La mémoire palestinienne est pleine de récits de l’oppression quotidienne et Israël lui-même continue à ajouter à cette mémoire, en persistant dans ses politiques de colonisation et de discrimination tout en aspirant à déraciner toute preuve de présence palestinienne.

Les récentes attaques de résistance émanent du même contexte que les opérations de résistance palestiniennes d’il y a des dizaines d’années. Ces attaques expriment la colère et l’oppression des Palestiniens face aux occupants et en même temps ces opérations représentent le rêve palestinien d’une vie d’espoir dans une vie basée sur la liberté et la dignité.

Israël continue à faillir à tirer des enseignements de cette leçon. Dans la réunion du cabinet d’Israël qui a suivi la dernière vague d’opérations, il a été décidé de reconstruire 40km du mur qui sépare la Cisjordanie et le territoire occupé depuis 1948 pour combler les brèches créées par les Palestiniens. 

Mais la politique consistant à créer un mur d’apartheid a échoué à empêcher les attaques, puisque trois des récents auteurs sont des Palestiniens du territoire occupé depuis 1948, qui ont la nationalité israélienne. Ce sont ceux qui ont réussi à rester à l’intérieur des frontières d’Israël pendant le processus de nettoyage ethnique dont le peuple palestinien a été l’objet en 1948. Israël a prétendu qu’ils seraient assimilés à la société israélienne, mais ces Palestiniens, qui représentent 20% des citoyens d’Israël, vivent une discrimination raciale et sont confrontés au déplacement au terme de la politique sioniste qui vise la terre palestinienne dans tout le Néguev.

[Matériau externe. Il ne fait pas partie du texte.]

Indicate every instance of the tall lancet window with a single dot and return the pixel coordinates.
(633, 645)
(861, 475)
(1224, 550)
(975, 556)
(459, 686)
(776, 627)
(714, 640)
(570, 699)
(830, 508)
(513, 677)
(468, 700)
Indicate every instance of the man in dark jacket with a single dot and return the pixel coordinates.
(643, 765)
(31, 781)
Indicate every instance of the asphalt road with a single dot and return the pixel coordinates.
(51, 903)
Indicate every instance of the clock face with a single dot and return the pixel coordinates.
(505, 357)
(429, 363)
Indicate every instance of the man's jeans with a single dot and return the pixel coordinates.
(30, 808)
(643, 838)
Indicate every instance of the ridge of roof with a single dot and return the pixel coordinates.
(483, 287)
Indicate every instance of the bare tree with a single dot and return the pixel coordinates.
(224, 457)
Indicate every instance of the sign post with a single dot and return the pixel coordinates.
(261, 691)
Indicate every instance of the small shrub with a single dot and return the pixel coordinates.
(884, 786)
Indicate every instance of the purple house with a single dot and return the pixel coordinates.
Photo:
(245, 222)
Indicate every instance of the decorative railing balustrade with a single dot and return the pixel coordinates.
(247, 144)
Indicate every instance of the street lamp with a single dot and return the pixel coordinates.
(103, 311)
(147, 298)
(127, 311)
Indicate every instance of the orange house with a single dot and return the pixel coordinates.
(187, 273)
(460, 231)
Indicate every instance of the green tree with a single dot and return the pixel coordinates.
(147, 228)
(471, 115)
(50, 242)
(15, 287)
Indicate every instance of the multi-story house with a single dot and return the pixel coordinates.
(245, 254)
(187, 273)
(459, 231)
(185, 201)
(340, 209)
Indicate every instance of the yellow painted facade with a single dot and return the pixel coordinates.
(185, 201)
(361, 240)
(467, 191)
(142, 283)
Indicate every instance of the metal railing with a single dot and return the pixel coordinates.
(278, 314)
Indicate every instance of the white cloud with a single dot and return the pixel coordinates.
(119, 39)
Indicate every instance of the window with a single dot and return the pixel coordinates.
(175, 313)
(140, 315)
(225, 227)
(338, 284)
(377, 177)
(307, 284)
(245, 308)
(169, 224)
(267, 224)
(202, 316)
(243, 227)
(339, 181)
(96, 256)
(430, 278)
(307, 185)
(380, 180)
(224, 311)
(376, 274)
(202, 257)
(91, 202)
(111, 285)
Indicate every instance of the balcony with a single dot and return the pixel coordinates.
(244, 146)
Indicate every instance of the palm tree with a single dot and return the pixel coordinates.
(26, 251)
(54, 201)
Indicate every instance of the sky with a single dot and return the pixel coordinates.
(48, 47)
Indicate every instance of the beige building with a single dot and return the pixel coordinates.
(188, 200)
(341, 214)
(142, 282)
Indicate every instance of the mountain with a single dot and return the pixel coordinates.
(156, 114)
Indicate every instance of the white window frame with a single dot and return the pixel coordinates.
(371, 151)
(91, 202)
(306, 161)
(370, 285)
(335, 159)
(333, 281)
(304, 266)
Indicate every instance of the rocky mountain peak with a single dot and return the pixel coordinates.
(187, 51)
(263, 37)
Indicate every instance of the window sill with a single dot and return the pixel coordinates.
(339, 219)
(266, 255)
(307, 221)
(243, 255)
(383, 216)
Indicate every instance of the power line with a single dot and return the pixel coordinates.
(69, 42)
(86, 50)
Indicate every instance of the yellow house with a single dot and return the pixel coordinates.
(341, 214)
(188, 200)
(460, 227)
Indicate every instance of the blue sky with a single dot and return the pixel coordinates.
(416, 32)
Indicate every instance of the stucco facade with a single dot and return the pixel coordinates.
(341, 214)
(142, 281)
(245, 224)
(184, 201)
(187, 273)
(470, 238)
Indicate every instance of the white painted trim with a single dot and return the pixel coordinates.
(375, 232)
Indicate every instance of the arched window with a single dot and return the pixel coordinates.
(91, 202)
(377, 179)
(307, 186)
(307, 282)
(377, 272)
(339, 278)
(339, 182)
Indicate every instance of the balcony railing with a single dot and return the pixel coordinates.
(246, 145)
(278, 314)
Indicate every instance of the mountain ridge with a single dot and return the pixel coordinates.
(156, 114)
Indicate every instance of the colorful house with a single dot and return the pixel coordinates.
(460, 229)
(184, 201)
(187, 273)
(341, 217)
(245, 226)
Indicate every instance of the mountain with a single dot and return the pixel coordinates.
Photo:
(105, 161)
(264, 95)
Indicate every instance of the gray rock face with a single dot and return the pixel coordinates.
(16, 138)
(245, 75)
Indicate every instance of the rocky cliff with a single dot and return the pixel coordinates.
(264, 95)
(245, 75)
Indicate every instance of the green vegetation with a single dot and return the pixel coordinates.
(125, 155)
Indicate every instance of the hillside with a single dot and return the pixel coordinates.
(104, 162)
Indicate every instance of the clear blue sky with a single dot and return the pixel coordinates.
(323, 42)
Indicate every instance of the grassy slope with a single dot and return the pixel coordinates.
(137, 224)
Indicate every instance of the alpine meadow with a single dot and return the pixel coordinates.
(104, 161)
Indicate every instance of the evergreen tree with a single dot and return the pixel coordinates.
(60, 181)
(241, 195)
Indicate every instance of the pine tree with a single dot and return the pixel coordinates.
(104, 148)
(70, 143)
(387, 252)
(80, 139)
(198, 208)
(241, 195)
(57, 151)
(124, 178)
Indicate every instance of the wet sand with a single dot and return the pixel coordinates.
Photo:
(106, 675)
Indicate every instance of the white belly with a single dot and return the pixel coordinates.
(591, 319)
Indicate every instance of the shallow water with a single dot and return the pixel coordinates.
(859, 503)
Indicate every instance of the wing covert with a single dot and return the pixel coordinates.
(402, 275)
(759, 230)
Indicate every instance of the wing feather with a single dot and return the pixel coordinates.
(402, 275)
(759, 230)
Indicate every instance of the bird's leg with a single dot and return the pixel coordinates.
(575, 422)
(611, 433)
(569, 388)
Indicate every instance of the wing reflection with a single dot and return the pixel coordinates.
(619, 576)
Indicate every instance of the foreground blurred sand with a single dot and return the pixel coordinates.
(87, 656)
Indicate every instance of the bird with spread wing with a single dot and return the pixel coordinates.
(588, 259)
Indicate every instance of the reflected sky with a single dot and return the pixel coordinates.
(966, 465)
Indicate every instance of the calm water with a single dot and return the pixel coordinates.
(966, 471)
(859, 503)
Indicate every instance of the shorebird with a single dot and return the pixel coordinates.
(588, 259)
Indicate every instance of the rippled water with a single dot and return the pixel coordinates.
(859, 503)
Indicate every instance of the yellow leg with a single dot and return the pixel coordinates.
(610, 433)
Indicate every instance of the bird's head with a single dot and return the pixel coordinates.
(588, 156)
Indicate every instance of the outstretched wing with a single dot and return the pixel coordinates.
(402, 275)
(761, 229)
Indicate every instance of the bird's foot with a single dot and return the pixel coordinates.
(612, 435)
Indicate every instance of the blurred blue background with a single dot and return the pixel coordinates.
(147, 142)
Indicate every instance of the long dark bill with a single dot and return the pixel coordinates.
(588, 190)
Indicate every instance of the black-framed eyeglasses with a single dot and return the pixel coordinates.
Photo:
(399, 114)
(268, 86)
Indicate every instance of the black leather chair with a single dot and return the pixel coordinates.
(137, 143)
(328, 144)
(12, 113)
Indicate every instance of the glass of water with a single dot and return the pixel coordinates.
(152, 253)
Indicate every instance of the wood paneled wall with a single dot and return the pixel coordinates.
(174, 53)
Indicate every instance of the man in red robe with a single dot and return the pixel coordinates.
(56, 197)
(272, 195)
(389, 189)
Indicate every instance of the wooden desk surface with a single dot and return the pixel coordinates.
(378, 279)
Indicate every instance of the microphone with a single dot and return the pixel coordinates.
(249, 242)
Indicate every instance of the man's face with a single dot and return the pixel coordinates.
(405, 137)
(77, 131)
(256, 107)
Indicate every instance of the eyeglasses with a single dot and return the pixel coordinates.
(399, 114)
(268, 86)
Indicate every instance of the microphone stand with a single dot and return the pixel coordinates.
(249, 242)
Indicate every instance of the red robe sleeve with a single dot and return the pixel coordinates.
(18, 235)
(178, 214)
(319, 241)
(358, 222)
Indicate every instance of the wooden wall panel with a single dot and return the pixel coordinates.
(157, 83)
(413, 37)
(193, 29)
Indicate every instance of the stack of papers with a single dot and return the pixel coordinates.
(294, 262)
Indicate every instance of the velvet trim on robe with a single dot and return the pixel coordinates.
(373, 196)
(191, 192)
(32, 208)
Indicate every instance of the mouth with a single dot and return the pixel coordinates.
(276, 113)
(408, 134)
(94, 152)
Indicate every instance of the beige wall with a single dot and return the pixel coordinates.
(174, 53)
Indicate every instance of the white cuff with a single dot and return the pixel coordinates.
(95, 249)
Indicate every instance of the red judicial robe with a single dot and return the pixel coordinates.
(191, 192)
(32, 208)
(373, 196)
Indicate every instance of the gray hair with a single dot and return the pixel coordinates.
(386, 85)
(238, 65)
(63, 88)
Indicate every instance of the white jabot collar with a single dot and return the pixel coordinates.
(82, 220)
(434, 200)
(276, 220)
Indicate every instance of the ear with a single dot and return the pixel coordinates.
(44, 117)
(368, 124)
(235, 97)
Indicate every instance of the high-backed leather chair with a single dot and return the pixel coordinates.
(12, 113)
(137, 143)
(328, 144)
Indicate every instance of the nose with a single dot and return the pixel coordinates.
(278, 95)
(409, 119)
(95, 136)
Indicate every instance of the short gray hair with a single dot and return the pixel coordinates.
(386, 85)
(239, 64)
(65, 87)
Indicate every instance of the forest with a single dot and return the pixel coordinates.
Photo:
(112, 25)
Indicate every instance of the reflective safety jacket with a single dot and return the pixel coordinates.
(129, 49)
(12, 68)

En 2021, des manifestations populaires contre les injustices d’Israël ont éclaté dans les villes palestiniennes du territoire de ’48. Ces Palestiniens sont une part vitale de la nation palestinienne, qui partagent avec les Palestiniens de Gaza, de la Cisjordanie et de la diaspora, le rêve de liberté. La politique des murs israéliens ne réussira pas à les vaincre. 

Il existe un principe simple qu’Israël ignore, qui est que la paix et la sécurité ne peuvent être construites sans la justice. Une société basée sur l’oppression d’un autre peuple et sur le déni de ses droits ne peut pas rêver d’une vie normale. 

Ahmed Abu Artema : né à Rafah dans la bande de Gaza en 1984, Ahmed Abu Artema est un réfugié palestinien. C’est un écrivain et militant politique indépendant de Gaza qui a écrit « Organized Chaos » (le chaos organisé) et de nombreux articles. Il est un des fondateurs et organisateurs de la Grande Marche du Retour.